Conversations and Conduct
My youth Sunday School class is studying Paul’s letter to the Philippians, and we have a theme verse for the book that we return to each week. Philippians 1:27 says, “Only let your conversation be as it becometh the gospel of Christ: that whether I come and see you, or else be absent, I may hear of your affairs, that ye stand fast in one spirit, with one mind striving together for the faith of the gospel;”. This verse holds so many lessons for how we are to live our lives and show off the Jesus in us.
Paul wrote this letter to a group of Christians that he considered close friends. He’d spent time with them, and he knew them well. This letter comes to us in the Bible from a God who knows us well, and hopefully, a God with whom we’ve spent time and have a close friendship. This verse (1:27) in Philiipians follows Paul expressing just how much he loves them and misses them (1:2-4); his confidence that the Lord will continue to grow them into His followers (1:5); his confidence in the supremacy of Christ – that to be with Christ in Heaven is the ultimate Goal of the believer (1:21); and his understanding of the call on his (Paul’s) life to continue to share the love of Jesus, regardless of his circumstances (1:24).
This verse is the shift in the chapter from the work of God in our lives, to how we respond to His work in our lives.
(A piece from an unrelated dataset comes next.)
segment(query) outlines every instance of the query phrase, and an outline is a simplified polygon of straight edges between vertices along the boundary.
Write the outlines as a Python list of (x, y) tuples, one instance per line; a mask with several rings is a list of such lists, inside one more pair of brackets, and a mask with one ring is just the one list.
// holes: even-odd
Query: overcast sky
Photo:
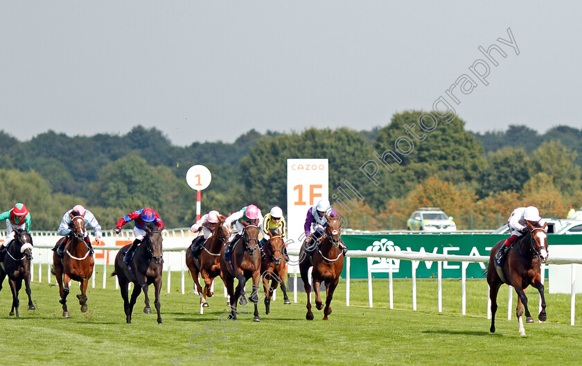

Philippians 1:27 says, “Only let your conversation be as it becometh the gospel of Christ: that whether I come and see you, or else be absent, I may hear of your affairs, that ye stand fast in one spirit, with one mind striving together for the faith of the gospel;”. This verse begins with a punch, our conversation, or how we live, must be becoming of the gospel. Paul uses the Greek word, politeuomai, in this verse to indicate that this is about our behavior. Politeuomai is a Greek word used to describe how a citizen of a country, city, or town, behaves because of the laws they follow. This word is only used one more time in the New Testament, when Paul himself is standing before the Sanhedrin and says, “Men and brethren, I have lived (politeuomai) in all good conscience before God until this day.” This verse tells us that we, as citizens of Heaven, must live in a way that is becoming of the Gospel.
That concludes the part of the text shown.